Hands on with Apple’s Studio Display firmware update

Two pictures of Jason

Apple has released both developer and public beta versions of macOS 12.4 that include within them a beta version of the firmware for the Apple Studio Display. This is the first update to the Studio Display firmware since it shipped, and Apple says that it “has refinements to the Studio Display camera tuning, including improved noise reduction, contrast, and framing.”

Since my Studio Display arrived last week and I haven’t yet sent back Apple’s review unit, I’m in the enviable position of having two Studio Displays available for testing. So I updated my display, kept the stock firmware on the review unit, placed them as close as possible to one another to take similar shots, and compared the two.

But first, some observations about the process of updating the Studio Display. After updating to the macOS 12.4 beta and rebooting, the new Studio Display firmware becomes available as an update. Applying this update requires another reboot (and a stealth reboot at the end of that process).

Since the software that runs the display’s webcam is on the display itself, you should see those changes even on Macs not running the latest beta. (This makes sense—Apple would never want a display to suddenly become incompatible with older devices due to a firmware update.) So if you really want to update a display but don’t want your primary Mac to be running a beta, perhaps find another Mac that’s capable of running the update to sacrifice to the cause.

So how does it look? I’ve posted a video on YouTube so you can see for yourself. I’ve placed a few stills from that video below.

In general, I’d say the new firmware generates a better picture. A lot of that is down to the fact that it seems to prefer a wider crop. That’s good, because it means it’s using a larger portion of the Center Stage camera’s 12 megapixel image. More pixels should equate to a better image.
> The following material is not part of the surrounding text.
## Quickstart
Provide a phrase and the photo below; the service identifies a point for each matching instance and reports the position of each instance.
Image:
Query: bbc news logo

I’m not sure I have figured out how the Center Stage framing algorithm may have been tweaked. An advantage of the new, wider crop that Center Stage seems to prefer is that it requires less panning in general—a slight shift in posture isn’t nearly as dramatic when there’s more room around a face in the frame. In certain circumstances it did appear that framing adjustments were happening later on the new firmware, but in other cases the panning seemed pretty much identical.

two faces

In terms of image quality, beyond having access to extra pixels due to framing, it looks like the camera is being a bit less aggressive when it comes to softening the image and in trying to decrease contrast. In some of the lighting conditions I tested, the dynamic range of the image seemed to be a little wider—highlights weren’t as crushed down, though blacks were still a little more of a gray. Compare it to another Apple webcam like the iMac Pro and you can really see how much less contrast this camera provides.

two faces
With Center Stage turned off, the crop is not as hilariously high.

One other change in this version: Turning off Center Stage provides a lower crop than it did in the previous firmware, which was comically high. This one is more likely to include my entire face in the frame, rather than just the top portion of it. (The image sample above is actually a little unfair to the new firmware; in order to get the two displays to work simultaneously, I had to place the new-firmware display higher above my desk than I normally would.)
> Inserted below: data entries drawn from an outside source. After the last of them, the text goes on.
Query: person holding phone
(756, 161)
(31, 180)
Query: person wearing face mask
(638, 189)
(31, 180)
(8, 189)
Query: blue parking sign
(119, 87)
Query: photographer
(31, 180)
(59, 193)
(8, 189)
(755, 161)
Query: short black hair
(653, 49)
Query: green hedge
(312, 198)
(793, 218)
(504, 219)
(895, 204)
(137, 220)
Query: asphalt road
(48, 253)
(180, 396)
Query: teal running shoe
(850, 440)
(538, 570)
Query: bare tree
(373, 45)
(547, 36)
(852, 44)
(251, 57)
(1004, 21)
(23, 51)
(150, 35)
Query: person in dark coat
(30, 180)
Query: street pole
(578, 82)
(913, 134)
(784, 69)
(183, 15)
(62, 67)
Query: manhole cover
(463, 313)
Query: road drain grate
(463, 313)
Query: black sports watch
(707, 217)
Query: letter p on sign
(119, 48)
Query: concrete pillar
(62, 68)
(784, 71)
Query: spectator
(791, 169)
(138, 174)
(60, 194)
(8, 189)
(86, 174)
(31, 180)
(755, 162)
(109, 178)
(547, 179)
So is all forgiven? Not really. Anyone who thought that a firmware update would transform the Center Stage camera into a different camera was probably fooling themselves. This is still a 12 megapixel wide-angle camera that’s being dynamically cropped, and while firmware fixes can definitely improve the image output, there are limits to those changes.
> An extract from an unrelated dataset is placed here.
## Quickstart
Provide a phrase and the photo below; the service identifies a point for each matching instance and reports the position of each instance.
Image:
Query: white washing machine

I hope the team at Apple that’s working on this firmware continues that work, because there’s more that can be done to improve things. (I still think the firmware’s insistence on doing rapid, jerky recentering of the image is a mistake, compared to subtler movements like you’d see on television. And the contrast could still be better.) But this firmware release is a definite improvement on what was there last month when the Studio Display shipped.